There was a yowl of protest from Josephine, and Wally started getting up from his chair yet again. I shook my head warningly and he subsided. “Mr. Monti,” I said, “let’s put the subject of Josephine’s virtue to one side for now and concentrate on the money. What are you trying to say?”
“Not trying. Saying. This afternoon your son entered my bedroom and removed all the cash from my safe.”
“You saw him do this?” I asked.
“The money was there this morning. Josephine was there all day. She will confirm that the only three people who were in the house today were me, her, and—” pointing a fat thumb in the direction of Wally—“him.”
“Mr.
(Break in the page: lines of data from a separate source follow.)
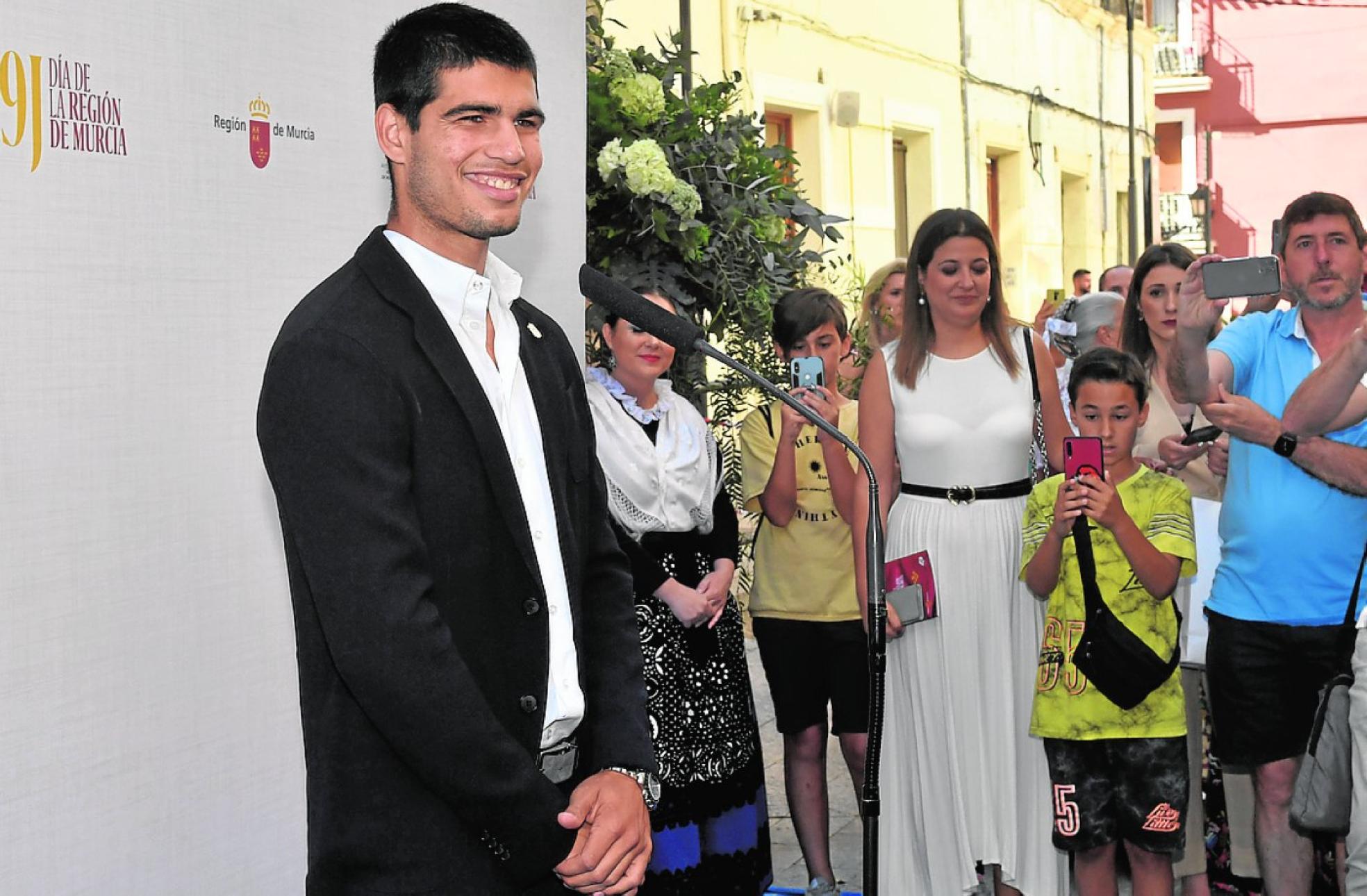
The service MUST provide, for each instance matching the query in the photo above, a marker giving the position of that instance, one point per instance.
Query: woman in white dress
(952, 403)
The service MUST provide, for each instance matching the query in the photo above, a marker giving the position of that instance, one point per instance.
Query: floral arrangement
(683, 193)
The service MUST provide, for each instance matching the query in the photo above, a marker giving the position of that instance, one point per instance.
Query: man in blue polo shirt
(1292, 523)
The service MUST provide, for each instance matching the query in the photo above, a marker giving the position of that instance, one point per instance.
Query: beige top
(1162, 422)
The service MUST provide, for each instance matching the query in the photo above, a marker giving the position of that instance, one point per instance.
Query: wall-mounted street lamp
(1200, 210)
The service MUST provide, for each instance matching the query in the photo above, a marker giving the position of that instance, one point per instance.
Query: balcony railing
(1179, 59)
(1179, 224)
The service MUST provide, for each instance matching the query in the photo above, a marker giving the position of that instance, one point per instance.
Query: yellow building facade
(1015, 108)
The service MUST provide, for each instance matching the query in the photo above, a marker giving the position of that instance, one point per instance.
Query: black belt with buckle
(558, 761)
(968, 494)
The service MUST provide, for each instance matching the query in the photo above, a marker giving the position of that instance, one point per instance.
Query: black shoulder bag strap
(1036, 441)
(1093, 594)
(1029, 358)
(1350, 631)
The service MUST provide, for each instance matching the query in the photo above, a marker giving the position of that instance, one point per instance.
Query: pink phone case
(1083, 454)
(909, 583)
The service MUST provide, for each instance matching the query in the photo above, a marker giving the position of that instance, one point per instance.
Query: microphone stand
(870, 802)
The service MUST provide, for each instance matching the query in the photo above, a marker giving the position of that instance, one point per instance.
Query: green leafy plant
(684, 196)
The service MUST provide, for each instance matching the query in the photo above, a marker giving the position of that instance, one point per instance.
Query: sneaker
(822, 887)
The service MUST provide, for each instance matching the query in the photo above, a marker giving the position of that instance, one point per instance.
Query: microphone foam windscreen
(618, 300)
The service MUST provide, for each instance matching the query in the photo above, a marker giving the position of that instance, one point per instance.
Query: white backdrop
(149, 733)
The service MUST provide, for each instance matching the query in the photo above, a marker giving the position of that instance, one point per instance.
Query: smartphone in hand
(807, 372)
(1083, 454)
(1241, 276)
(1203, 434)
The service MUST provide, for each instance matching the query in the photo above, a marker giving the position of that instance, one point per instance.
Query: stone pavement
(847, 831)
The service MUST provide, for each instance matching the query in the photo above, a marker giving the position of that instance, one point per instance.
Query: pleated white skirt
(963, 781)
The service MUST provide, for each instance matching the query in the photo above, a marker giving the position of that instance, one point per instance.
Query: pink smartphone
(1083, 456)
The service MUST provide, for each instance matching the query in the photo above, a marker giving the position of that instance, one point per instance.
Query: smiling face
(1111, 412)
(959, 281)
(464, 174)
(1324, 263)
(640, 356)
(1158, 301)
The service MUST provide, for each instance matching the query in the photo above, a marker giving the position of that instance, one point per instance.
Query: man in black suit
(470, 665)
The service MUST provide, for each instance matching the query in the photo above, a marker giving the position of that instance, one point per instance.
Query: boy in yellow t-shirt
(803, 604)
(1117, 774)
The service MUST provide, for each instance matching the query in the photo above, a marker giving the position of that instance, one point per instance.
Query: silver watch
(649, 784)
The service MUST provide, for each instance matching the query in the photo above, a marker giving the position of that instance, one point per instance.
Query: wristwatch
(649, 784)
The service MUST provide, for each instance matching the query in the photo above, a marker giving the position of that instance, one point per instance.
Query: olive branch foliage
(724, 258)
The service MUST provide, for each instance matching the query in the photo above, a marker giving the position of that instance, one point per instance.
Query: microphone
(663, 324)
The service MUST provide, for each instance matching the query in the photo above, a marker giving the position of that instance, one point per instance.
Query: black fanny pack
(1113, 658)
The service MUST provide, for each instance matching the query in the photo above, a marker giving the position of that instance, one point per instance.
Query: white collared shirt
(467, 301)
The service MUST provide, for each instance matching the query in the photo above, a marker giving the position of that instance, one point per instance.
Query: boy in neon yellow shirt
(1117, 774)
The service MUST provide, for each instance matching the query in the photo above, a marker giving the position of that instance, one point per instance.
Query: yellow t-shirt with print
(806, 570)
(1066, 704)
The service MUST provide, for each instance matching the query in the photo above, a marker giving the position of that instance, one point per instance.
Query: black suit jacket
(420, 616)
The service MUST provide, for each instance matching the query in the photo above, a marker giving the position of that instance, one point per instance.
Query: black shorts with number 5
(1124, 788)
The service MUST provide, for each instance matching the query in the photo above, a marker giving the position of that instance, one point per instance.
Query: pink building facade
(1258, 101)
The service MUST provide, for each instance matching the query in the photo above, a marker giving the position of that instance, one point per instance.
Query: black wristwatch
(649, 784)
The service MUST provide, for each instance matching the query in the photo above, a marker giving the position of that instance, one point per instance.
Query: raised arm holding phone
(1292, 531)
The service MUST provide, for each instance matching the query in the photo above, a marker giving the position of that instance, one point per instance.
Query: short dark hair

Monti,” Wally said, trying to emulate my calm, reasoned approach, “I did not take your money. I do not have your money. I drove directly from your house to my house. Search me. Search this house. Search the car.”
“What did you do—figure it would be days, weeks, before I checked my safe again? Bad figuring, bum.” He put out his hand. “Car keys.”
I found it hard to believe that Mr. Monti was actually going to search Wally’s car. We all did. Jake said, “This is ridiculous. What are we having for dessert?” I was telling him that dessert was a lemon sorbet topped with strawberries soaked in crème de cassis, when there was a roar of triumph over by the Chevrolet.
“I want everyone to see this,” said Mr. Monti. “I want everyone to see with their own eyes.”
We all rushed to the curb and peered into the trunk of Wally’s Chevy. A lot of money was stacked up in rubber-banded piles. Wally said, “What’s going on here?” Jake said, “I’m calling our lawyer.” Josephine fell into her father’s arms, back to heavy-duty sobbing. I returned to the porch, cleared the plates from the table, and served the dessert. I even had enough class to bring out desserts for Josephine and Mr. Monti.
• • •
Fortunately our lawyer, Marvin Kipper, also lives in Cleveland Park, just a few blocks away. In response to Jake’s call, he said he was going out for his evening run
and would run over to our house. He was there within four minutes, sweaty and panting but ready for action.
Wally swore he never took the money. Josephine, completely undone, said she didn’t know whether he did or not. Jake asked how Wally could possibly open the safe. Mr. Monti turned to the kids and asked them to tell the assembled throng why Wally knew the combination to the safe. Without waiting for their answer, he reminded them with a big gotcha grin that Wally, while still persona semi-grata, had attended a Monti family dinner at which Mr. Monti let slip that the combination of his safe was the same as Josephine’s birth date. Wally confirmed this with a “right,” Josephine with a grim nod of her head.